With approval of a final bill by Congressional negotiators--and expected approval next month by the full House and Senate--American business is now bracing for this massive overhaul of the nation’s tax system. Here is a look at how various industries will be affected:
Agriculture
To the extent that the conferees’ tax measure reduces incentives for farming that is motivated solely by tax benefits, the nation’s agricultural sector will probably be better off in the long run, said Dean Kleckner, president of the American Farm Bureau Federation, the nation’s largest organization of farm families.
“Anything that discourages outside investment in agriculture is good,” said the Iowa hog farmer.
Among provisions that will stymie “tax-code farming” are elimination of various provisions that have been at the heart of tax shelters.

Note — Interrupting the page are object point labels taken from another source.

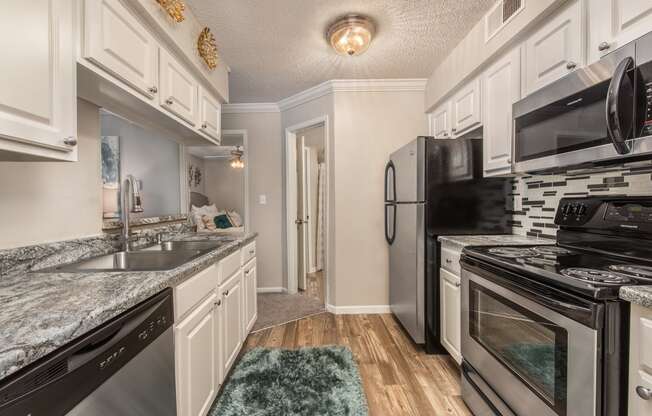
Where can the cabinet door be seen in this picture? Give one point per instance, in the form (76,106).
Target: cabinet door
(196,347)
(502,86)
(210,115)
(232,318)
(38,79)
(613,23)
(441,121)
(451,327)
(178,88)
(466,108)
(251,297)
(116,41)
(555,49)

The bill also would limit the writeoff of seed and feed bought for future use--a technique that some “tax code farmers” have used to shift taxable funds from one year into another.
Kleckner called the conferees’ effort “a generally good bill, moving in the right direction.” Lower top individual tax rates would be positive for family farmers, he said.

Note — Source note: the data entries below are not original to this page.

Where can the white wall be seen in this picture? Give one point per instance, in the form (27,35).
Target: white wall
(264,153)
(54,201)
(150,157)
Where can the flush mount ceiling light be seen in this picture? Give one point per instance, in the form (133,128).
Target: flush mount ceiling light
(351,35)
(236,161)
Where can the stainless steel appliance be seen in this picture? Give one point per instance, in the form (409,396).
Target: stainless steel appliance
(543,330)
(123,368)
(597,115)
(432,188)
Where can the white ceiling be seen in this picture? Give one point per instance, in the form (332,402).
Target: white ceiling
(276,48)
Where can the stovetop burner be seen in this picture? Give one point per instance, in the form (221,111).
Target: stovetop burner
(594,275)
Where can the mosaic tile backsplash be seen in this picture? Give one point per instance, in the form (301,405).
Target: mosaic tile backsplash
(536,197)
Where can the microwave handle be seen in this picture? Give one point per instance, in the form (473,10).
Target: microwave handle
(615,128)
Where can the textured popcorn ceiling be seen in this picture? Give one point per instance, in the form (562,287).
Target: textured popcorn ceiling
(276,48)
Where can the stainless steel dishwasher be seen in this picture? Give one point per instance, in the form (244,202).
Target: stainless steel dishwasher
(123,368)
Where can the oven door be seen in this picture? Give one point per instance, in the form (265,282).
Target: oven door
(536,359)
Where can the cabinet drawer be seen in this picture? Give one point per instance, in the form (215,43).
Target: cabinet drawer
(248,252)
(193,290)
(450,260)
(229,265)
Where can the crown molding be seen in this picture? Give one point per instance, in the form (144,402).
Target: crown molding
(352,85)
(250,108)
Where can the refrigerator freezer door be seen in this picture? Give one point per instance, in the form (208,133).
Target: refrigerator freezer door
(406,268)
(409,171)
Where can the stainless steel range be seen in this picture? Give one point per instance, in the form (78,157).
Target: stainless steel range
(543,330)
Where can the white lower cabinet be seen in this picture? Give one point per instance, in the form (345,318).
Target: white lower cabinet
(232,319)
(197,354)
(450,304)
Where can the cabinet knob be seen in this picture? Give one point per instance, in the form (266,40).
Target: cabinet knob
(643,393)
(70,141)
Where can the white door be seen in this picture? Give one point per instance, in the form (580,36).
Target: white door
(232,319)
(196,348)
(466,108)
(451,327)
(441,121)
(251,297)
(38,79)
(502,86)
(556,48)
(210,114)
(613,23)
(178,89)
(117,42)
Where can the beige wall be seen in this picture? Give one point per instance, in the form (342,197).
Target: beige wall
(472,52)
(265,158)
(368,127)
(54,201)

“Long-term, the bill should be good,” he said, “but in the short term it may prove disruptive to farmers who have made plans that this bill will change.”
But, Kleckner said, new tax laws inevitably hit different farmers differently. For example, loss of the reduced tax on capital gains will hurt farmers preparing for retirement by selling off their farms and moving into cities.
“We’re disappointed that capital gains were written off altogether,” he said. That loss, Kleckner added, will be moderated by the lower tax rates of 15% and 28%.
“Some things have to be given up” to obtain lower rates and a simplified tax structure, he said.
Among modest victories for farmers was allowing them and other self-employed taxpayers to deduct 25% of their health-insurance costs. The Farm Bureau had pushed for 50% to come closer to equity with other taxpayers in this area, he said, but the measure at least establishes the principle of the deduction.